Mr Sheridan said an unexpected benefit of Australia's complex industrial relations regime was that it made it extremely tough for foreign companies to come into Australia and compete for labour-intensive types of work, such as construction.
“One benefit of our IR system is that it's a very high barrier to entry for foreign companies who want to be part of this," he said. "If you don't have a deep understanding of IR and the Australian workforce, you can easily fall over."
Plexal's Steve Jones said there was also enormous future opportunity for those companies with the skills to undertake the ongoing plant modification and enhancement work that inevitably occurred once new projects entered production.
Skills still an issue
However, it is clear that Australia's historical failure to develop the necessary specialist skills base to undertake the highest level, highest value work has been pivotal in the flow of work offshore.
“(Australia's) oil and gas industry has always been small relative to other offshore provinces, so the domestic human capital doesn't exist," Neptune's Christian Lange said.
“We as an industry in Australia started way too late in developing our oil and gas human capital.
‘'Short of bringing people in from offshore ... where are we going to get experienced people from?"
The potential time and cost risks associated with skills shortages was a major reason major project developers instead turned to their existing international suppliers with access to a deeper international talent pool.
“A lot of the infrastructure for subsea development resides outside of Australia, so to cope with the scale, the size and volume of some of these projects, they simply have to go offshore," he said.
David Scott, who heads recruitment specialist Integrated Group in WA, believes the signs are already pointing to a return of the critical shortage of skilled labour which had strangled WA industry in 2007, given the number of projects that will be competing for workers at the same time.

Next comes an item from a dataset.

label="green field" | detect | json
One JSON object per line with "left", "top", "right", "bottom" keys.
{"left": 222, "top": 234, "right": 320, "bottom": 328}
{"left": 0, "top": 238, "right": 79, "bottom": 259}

“Over the last three to four weeks, we have seen a real increase in demand for labour in some of the trades areas, so we are concerned what's going to happen in February and March next year," he said. "I believe we will have an acute shortage of labour for a period of time ... and simply getting qualified fitters, electricians, riggers, doggers and those sorts of people will be really difficult."

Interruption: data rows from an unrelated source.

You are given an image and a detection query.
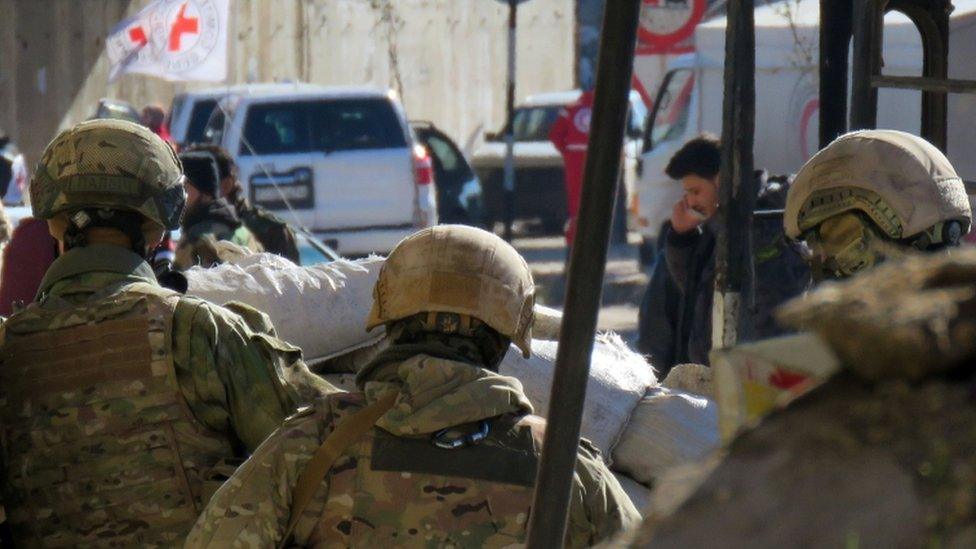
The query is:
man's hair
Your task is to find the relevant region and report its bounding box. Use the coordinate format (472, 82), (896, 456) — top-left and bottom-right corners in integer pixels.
(665, 134), (721, 180)
(182, 143), (235, 181)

Southern Cross Electrical Engineering managing director Stephen Pearce said the positive impact of that looming competition for skilled workers was itself creating a window of opportunity for local firms.

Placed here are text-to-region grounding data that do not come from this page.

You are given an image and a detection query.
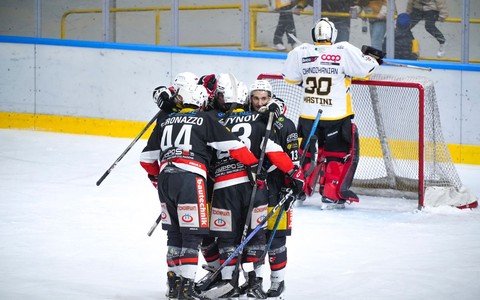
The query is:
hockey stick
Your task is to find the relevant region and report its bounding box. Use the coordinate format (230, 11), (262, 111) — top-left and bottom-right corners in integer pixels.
(196, 112), (275, 291)
(229, 111), (275, 288)
(299, 109), (322, 166)
(146, 213), (162, 237)
(253, 197), (288, 270)
(96, 110), (161, 186)
(199, 189), (294, 299)
(382, 61), (432, 71)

Major developers now recognised that competition for skills was itself a risk to their projects, and had started working to foster local capabilities, he said.
“To manage their own risks, they need to develop local expertise in certain disciplines to make sure they have a choice of suppliers when they need them, and I'm starting to see some of that behaviour at the moment," Mr Pearce said.
“They are making a conscious effort to share the work around to make sure there is a choice as they go forward in terms of expertise and technical skills in certain disciplines."
Ausclad's John Sheridan agreed, citing Woodside's approach to construction contracts for Pluto as an example.
“On the ground, Woodside has gone out of its way to select companies that typically wouldn't have been involved for a great reason, which is to develop local capability," he said. "So instead of being beholden to one or two international companies, there is now a range, which gives them flexibility and options."
Regardless, forum participants were unanimous in believing that greater focus and incentives on training in the skills that will be in demand five years from now is absolutely critical.
And that will only be possible if industry, government and the education sector all work together.
With the Chamber of Minerals and Energy already predicting the state will need another 37,000 workers by 2014, the clock is ticking.